The Legend Of Barney Thomson
Time Out says
Robert Carlyle makes his directorial debut with a pitch-black comedy about an innocent man accused of being a serial killer
If you grew up south of Gretna Green, bribe a Scot to translate the thick Glaswegian accents in Robert Carlyle’s grisly serial killer comedy. ‘Barney Thomson’ is his directing debut, mixing milky tea, suitable-for-Sunday-evening-television humour with a very heaped teaspoon of Irvine Welsh.

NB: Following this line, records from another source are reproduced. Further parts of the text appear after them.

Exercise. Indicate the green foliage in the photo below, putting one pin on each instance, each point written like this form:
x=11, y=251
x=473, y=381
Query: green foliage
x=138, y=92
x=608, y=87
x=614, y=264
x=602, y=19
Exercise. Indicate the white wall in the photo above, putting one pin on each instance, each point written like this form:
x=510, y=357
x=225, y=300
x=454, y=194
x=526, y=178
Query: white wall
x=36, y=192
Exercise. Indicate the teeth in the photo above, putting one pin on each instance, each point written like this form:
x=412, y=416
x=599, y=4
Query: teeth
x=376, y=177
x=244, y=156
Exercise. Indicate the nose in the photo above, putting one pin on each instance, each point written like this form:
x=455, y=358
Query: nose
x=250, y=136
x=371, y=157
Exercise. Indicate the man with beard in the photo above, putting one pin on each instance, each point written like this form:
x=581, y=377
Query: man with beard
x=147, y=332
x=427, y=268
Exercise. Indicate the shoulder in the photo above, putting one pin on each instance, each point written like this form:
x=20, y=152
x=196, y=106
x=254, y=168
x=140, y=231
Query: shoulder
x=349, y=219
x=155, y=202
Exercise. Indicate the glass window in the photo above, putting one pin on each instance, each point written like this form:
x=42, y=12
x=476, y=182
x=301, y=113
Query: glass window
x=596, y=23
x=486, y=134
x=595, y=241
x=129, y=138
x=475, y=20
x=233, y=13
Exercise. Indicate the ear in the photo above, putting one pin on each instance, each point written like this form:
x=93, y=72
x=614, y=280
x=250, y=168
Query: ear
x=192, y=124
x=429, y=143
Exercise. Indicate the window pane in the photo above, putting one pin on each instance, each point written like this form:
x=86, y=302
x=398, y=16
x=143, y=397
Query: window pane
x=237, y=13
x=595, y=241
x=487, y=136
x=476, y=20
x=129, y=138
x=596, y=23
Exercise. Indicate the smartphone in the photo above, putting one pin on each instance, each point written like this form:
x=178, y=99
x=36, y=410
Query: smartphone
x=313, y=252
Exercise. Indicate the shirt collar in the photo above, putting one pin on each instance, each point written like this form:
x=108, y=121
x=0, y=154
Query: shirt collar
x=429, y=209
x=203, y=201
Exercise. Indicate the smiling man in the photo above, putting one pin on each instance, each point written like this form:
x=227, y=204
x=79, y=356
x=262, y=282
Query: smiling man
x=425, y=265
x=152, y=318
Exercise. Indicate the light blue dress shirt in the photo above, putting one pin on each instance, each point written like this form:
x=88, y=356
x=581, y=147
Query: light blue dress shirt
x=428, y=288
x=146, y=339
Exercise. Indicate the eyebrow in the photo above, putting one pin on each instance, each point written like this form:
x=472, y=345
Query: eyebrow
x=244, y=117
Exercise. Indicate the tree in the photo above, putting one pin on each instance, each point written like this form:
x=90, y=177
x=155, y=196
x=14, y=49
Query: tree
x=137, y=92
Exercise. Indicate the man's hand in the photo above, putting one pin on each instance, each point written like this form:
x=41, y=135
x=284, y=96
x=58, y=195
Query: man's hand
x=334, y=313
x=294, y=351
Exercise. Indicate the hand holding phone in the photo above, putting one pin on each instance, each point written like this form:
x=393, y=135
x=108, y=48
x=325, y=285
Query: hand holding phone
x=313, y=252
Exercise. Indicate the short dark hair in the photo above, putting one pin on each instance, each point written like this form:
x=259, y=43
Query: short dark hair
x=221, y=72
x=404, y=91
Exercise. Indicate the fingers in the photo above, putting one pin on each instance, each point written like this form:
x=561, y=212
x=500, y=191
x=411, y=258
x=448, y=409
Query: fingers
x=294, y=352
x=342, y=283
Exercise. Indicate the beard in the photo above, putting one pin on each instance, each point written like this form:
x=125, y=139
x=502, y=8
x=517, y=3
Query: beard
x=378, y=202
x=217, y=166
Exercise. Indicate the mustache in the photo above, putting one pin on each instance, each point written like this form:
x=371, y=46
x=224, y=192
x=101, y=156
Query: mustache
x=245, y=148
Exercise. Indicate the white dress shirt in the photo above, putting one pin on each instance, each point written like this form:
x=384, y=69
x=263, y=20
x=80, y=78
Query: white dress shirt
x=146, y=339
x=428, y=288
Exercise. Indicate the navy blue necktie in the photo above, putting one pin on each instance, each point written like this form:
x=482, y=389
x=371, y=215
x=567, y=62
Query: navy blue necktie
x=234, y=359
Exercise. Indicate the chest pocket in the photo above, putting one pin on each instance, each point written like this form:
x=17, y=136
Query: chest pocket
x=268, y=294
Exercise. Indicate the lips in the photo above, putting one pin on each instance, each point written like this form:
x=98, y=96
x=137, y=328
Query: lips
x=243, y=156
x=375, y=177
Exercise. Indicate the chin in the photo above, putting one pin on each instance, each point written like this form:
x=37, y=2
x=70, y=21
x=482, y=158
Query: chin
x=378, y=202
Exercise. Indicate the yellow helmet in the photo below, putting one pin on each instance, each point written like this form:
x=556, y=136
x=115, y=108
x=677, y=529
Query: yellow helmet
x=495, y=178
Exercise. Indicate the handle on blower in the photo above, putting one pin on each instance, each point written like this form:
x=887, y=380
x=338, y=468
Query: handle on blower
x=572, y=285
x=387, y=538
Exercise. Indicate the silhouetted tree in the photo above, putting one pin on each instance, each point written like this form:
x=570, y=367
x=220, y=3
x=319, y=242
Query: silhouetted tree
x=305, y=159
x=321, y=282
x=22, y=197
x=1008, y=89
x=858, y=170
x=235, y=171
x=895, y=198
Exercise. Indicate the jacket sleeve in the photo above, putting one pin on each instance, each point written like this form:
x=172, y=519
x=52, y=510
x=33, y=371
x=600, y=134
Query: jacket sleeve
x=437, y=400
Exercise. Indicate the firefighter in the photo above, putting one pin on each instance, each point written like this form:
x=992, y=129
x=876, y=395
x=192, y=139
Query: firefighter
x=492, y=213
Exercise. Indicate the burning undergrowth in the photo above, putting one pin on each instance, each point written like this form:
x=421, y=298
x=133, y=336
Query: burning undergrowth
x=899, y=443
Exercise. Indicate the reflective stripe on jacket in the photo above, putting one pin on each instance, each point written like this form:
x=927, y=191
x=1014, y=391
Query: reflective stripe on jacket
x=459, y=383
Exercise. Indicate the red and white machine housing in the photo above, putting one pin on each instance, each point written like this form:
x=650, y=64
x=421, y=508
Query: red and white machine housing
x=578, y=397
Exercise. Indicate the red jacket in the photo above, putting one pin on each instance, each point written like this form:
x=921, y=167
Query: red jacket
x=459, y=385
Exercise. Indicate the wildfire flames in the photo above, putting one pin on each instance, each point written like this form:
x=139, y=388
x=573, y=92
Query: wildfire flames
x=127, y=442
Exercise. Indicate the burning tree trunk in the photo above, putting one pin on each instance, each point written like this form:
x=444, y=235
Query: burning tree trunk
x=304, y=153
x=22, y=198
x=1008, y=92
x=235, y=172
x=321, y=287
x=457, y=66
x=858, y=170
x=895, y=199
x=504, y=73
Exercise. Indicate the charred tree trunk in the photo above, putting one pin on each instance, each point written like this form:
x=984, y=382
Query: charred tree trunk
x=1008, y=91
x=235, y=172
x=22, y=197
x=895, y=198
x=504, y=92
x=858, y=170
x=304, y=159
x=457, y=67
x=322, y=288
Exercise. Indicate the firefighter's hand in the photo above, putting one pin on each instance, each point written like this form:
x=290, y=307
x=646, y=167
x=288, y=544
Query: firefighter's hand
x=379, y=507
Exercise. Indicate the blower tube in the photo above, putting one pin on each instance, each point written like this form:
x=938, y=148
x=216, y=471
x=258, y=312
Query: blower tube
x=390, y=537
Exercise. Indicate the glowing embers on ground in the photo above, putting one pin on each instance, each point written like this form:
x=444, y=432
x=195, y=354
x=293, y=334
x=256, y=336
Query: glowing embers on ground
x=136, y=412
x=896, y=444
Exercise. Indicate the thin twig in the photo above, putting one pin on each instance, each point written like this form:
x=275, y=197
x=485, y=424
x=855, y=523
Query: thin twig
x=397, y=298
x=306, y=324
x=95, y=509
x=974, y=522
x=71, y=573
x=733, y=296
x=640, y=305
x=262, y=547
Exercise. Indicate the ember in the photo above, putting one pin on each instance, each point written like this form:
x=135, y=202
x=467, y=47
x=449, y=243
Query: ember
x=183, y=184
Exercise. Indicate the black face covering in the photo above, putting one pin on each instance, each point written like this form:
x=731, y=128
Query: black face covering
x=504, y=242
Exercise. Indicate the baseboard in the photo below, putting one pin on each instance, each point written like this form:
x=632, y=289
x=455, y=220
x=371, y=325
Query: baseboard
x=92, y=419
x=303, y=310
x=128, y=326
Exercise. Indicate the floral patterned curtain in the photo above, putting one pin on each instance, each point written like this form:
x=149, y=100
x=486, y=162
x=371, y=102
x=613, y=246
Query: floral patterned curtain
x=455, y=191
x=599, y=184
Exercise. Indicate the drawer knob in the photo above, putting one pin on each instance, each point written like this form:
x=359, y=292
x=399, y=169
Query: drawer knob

Carlyle, who portrayed psycho madman Begbie in ‘Trainspotting’, also stars as Barney, a charisma-free barber with a lank, greased-back mullet. After a wee accident involving a pair of scissors, a slippy floor and his boss, Barney finds himself prime suspect in the hunt for a serial killer who sends his victims’ body parts to their family members in the post. Enter Ray Winstone as a cockney copper who thinks he’s got Barney’s number.
There are more than a few false notes here – the cops are cartoonishly crap – and ‘Barney Thomson’ isn’t daring enough to make it as cult viewing. Still, the sight of Emma Thompson, wearing old-lady prosthetics and a leopard skin coat as Barney’s mum – effing and blinding like Begbie after a night on the Tennent’s – is not to be missed.